Una casa maldita y uruguaya
La casa muda
Uruguay, 2010. Dirección: Gustavo Hernández. Guión: Oscar Estévez, Gustavo Hernández, Gustavo Rojo. Fotografía: Pedro Luque. Música: Hernán González. Montaje: Gustavo Hernández. Intérpretes: Florencia Colucci, Abel Tripaldi, Gustavo Alonso, María Paz Salazar, Patricia Silveira, Emiliana Nuñez. Duración: 79 minutos.
Por Leandro Arteaga
Hay elementos, curiosidades, que revisten a La casa muda de cierto interés. Es decir, se trata de una producción uruguaya, inscripta en el género terror, y resuelta desde la utilización del plano secuencia, esto es: la cámara filma ininterrumpidamente, sin la utilización del corte de montaje.
De todas formas, en La casa muda el plano secuencia es cierto a medias, ya que existen algunos cortes disimulados, otros evidentes, con el fin de hacer creíble la continuidad del tiempo real. Pero ello no es algo que, precisamente, moleste la visión del film. En todo caso, la pregunta mejor es: ¿por qué la utilización de este recurso narrativo?
Antes de aproximar alguna respuesta, señalar que La casa muda –que juega su historia desde una supuesta fuente verídica– narra la estancia de un padre y su hija adolescente durante una noche (o atardecer tardío, si se permite tal expresión, aún cuando esto no está muy claro, ya que el exterior es más o menos diurno y en los interiores el sonido devuelve ecos de grillos) en una casona en medio del campo. Allí realizarán un trabajo de restauración del lugar para su venta, a manos de un propietario que también tendrá un rol significativo dentro del film.
El plano secuencia nos introduce argumentalmente desde el protagónico de Laura (Florencia Colucci), ingresamos junto con ella en la casa y su oscuridad, de manera tal que el crescendo del suspense y sus golpes de efecto (ruidos, golpes, la desaparición del padre) deberán sostenerse desde Laura y sus gimoteos. Los cuales, lamentablemente, restan credibilidad para un verosímil que se interrumpe en varias ocasiones, sea tanto desde la acción precipitada como en la situación de muerte que la protagonista rápidamente debe asumir.
Es por ello que la utilización del plano secuencia no beneficia necesariamente al film sino, antes bien, prácticamente obra en contra de su propósito.
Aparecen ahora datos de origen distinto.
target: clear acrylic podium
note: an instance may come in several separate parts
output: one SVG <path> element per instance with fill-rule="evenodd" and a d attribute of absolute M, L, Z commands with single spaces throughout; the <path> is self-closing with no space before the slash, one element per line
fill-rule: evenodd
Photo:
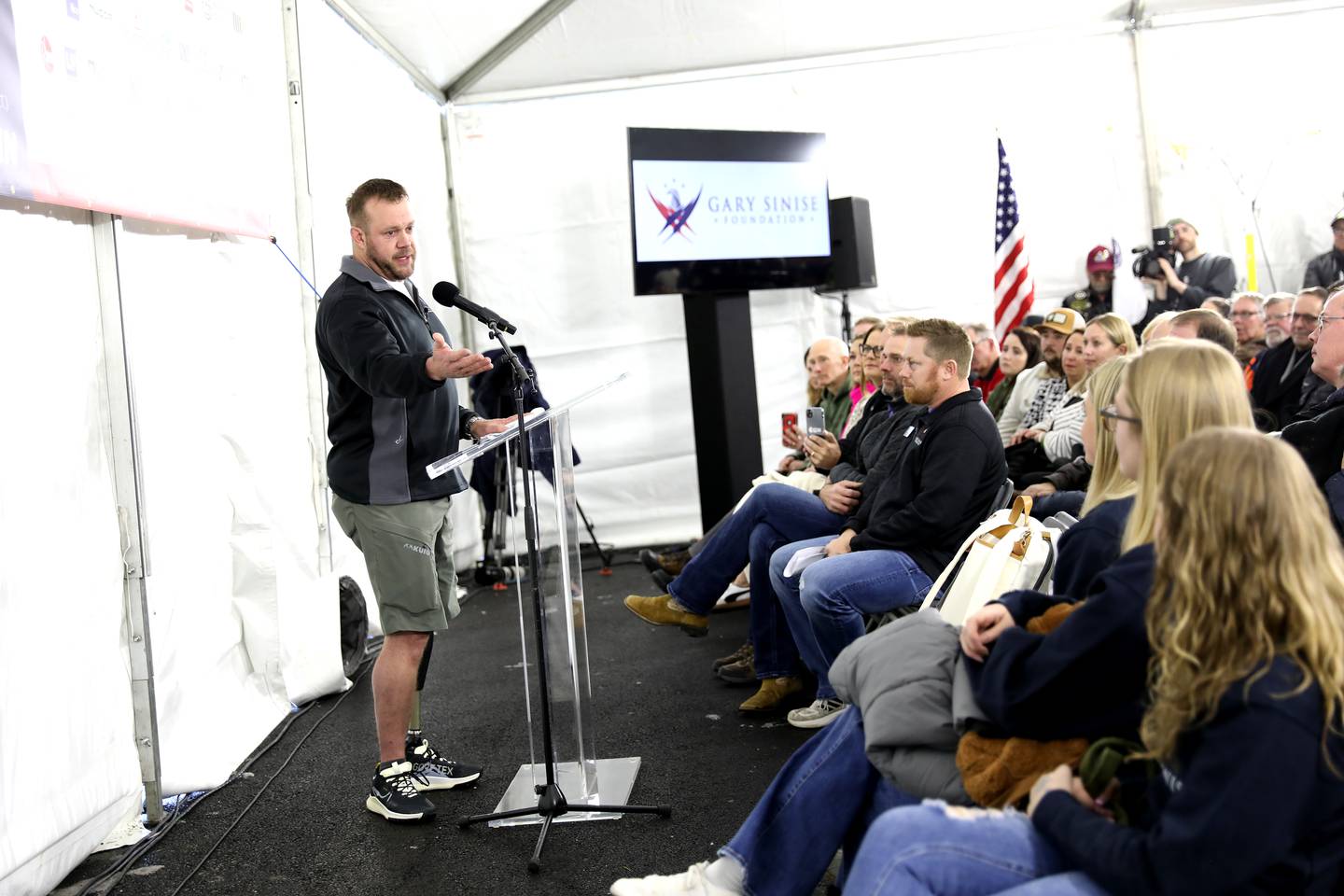
<path fill-rule="evenodd" d="M 536 541 L 540 553 L 542 614 L 546 627 L 547 669 L 551 689 L 551 743 L 556 783 L 564 793 L 571 811 L 554 821 L 598 821 L 620 818 L 620 813 L 586 813 L 583 805 L 624 803 L 634 786 L 640 770 L 638 756 L 598 759 L 593 732 L 593 690 L 589 681 L 587 625 L 583 604 L 583 574 L 579 564 L 578 505 L 574 494 L 574 451 L 570 441 L 570 410 L 603 392 L 625 379 L 625 373 L 577 399 L 528 414 L 524 433 L 532 455 L 532 467 L 519 470 L 519 451 L 515 443 L 517 427 L 488 435 L 457 454 L 435 461 L 426 467 L 429 476 L 439 477 L 469 461 L 497 451 L 497 462 L 508 465 L 508 501 L 515 509 L 511 540 L 515 567 L 526 572 L 527 544 L 523 501 L 516 488 L 519 476 L 532 477 L 536 496 Z M 505 508 L 500 508 L 505 512 Z M 515 580 L 519 609 L 519 631 L 523 645 L 523 686 L 527 703 L 527 735 L 530 763 L 523 764 L 500 798 L 495 811 L 509 811 L 536 805 L 536 786 L 546 783 L 546 767 L 540 751 L 540 700 L 536 693 L 536 645 L 528 638 L 532 610 L 524 596 L 524 576 Z M 542 823 L 539 814 L 491 821 L 491 827 L 507 825 Z"/>

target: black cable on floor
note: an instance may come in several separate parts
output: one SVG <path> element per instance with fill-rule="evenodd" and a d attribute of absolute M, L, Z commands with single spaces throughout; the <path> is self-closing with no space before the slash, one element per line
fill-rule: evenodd
<path fill-rule="evenodd" d="M 378 658 L 378 654 L 380 652 L 382 652 L 382 639 L 379 638 L 379 639 L 376 639 L 376 642 L 371 641 L 370 646 L 368 646 L 368 653 L 364 657 L 363 662 L 360 664 L 359 672 L 352 678 L 351 686 L 345 690 L 345 693 L 343 693 L 340 697 L 337 697 L 336 703 L 332 704 L 331 709 L 328 709 L 325 713 L 323 713 L 323 717 L 319 719 L 317 723 L 313 724 L 313 727 L 308 729 L 308 733 L 305 733 L 304 737 L 298 742 L 300 747 L 304 744 L 305 740 L 308 740 L 309 735 L 312 735 L 313 731 L 317 729 L 317 725 L 323 724 L 323 721 L 327 720 L 327 716 L 329 716 L 332 712 L 335 712 L 336 707 L 339 707 L 341 704 L 341 701 L 344 701 L 345 697 L 352 690 L 355 690 L 353 685 L 358 684 L 364 677 L 364 674 L 368 672 L 368 668 L 371 666 L 372 661 Z M 126 876 L 126 872 L 129 872 L 132 868 L 134 868 L 136 862 L 138 862 L 145 856 L 145 853 L 148 853 L 151 849 L 153 849 L 155 846 L 157 846 L 163 841 L 163 838 L 167 837 L 168 832 L 172 830 L 173 826 L 179 821 L 181 821 L 183 818 L 185 818 L 192 810 L 196 809 L 196 806 L 199 806 L 200 803 L 206 802 L 206 799 L 208 799 L 210 797 L 214 797 L 216 793 L 219 793 L 220 790 L 223 790 L 228 785 L 234 783 L 235 780 L 241 780 L 246 775 L 247 770 L 251 768 L 257 763 L 257 760 L 259 760 L 262 756 L 265 756 L 276 744 L 278 744 L 285 737 L 286 733 L 289 733 L 290 727 L 293 727 L 293 724 L 298 720 L 298 717 L 302 716 L 302 715 L 306 715 L 308 711 L 310 711 L 316 705 L 317 705 L 317 700 L 310 700 L 306 704 L 304 704 L 302 707 L 300 707 L 297 711 L 292 712 L 289 715 L 289 717 L 285 720 L 285 723 L 281 725 L 280 731 L 277 731 L 276 735 L 271 736 L 271 739 L 269 742 L 263 743 L 261 747 L 258 747 L 255 751 L 253 751 L 251 756 L 246 762 L 243 762 L 242 766 L 239 766 L 237 770 L 234 770 L 234 772 L 231 775 L 228 775 L 228 778 L 224 779 L 222 783 L 216 785 L 215 787 L 211 787 L 210 790 L 207 790 L 206 793 L 203 793 L 203 794 L 200 794 L 198 797 L 185 797 L 184 795 L 184 797 L 179 798 L 177 802 L 173 805 L 173 809 L 168 814 L 168 817 L 164 818 L 164 821 L 161 821 L 153 829 L 153 832 L 148 837 L 145 837 L 138 844 L 136 844 L 134 846 L 132 846 L 132 849 L 125 856 L 122 856 L 120 860 L 117 860 L 117 862 L 113 864 L 110 868 L 108 868 L 106 870 L 103 870 L 97 877 L 93 877 L 91 880 L 89 880 L 89 883 L 86 883 L 79 889 L 79 892 L 77 893 L 77 896 L 108 896 L 108 893 L 110 893 L 113 889 L 116 889 L 121 884 L 122 879 L 125 879 L 125 876 Z M 284 770 L 285 766 L 289 764 L 289 760 L 294 758 L 294 752 L 297 752 L 297 751 L 298 751 L 298 747 L 296 747 L 294 751 L 290 752 L 290 755 L 285 759 L 284 764 L 281 764 L 281 767 L 276 771 L 276 774 L 280 774 L 280 771 Z M 276 779 L 276 774 L 273 774 L 266 780 L 266 783 L 262 785 L 262 789 L 257 793 L 257 797 L 261 797 L 261 794 L 265 793 L 266 787 L 270 786 L 270 782 Z M 242 814 L 238 815 L 238 818 L 234 821 L 234 823 L 228 826 L 228 830 L 224 832 L 224 837 L 227 837 L 228 833 L 233 832 L 233 829 L 238 825 L 239 821 L 242 821 L 242 817 L 247 814 L 247 810 L 251 809 L 253 803 L 255 803 L 255 802 L 257 802 L 257 798 L 254 797 L 253 801 L 250 803 L 247 803 L 247 806 L 243 809 Z M 214 846 L 211 846 L 210 853 L 206 854 L 206 858 L 210 858 L 210 856 L 215 852 L 215 849 L 219 848 L 220 842 L 223 842 L 223 837 L 220 837 L 219 841 L 215 842 Z M 177 889 L 175 889 L 173 893 L 179 892 L 187 884 L 187 881 L 191 880 L 192 875 L 195 875 L 198 870 L 200 870 L 200 866 L 204 864 L 204 861 L 206 860 L 203 858 L 196 865 L 196 868 L 194 868 L 191 870 L 191 873 L 187 876 L 187 879 L 183 880 L 181 884 L 179 884 Z"/>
Al no permitir la elipsis, la sucesión temporal real obliga, en este caso, a un suspense elaborado de manera repentina, sin la gracia con la cual –vamos al ejemplo extremo y mejor– el propio Hitchcock lo tejiera a partir de Festín diabólico (1948). Es que, justamente, lo que en Hitchcock –y de acuerdo con Deleuze– es un telar que cobra su forma plano tras plano, en el caso de La casa muda la utilización del plano secuencia no tiene más justificativo que el de servir a un oportunismo estético o a la gracia publicitaria.
Aún cuando el realizador mismo, Gustavo Hernández, haya insistido en el logro de un “miedo real en tiempo real”, éste no deja de funcionar más que como slogan. Lo que se suma a un argumento que, si bien pretendidamente, reúne presencias físicas y metafísicas de manera poco clara, a la manera de piezas de un rompecabezas forzado -las fotografías Polaroid, las pinturas sin rostro–, dispuestas de forma evidente, con el fin de proponer índices de una resolución que sorprenda. La confusión consecuente buscará ser resuelta, de hecho, desde el subrayado que supone la última toma de la película.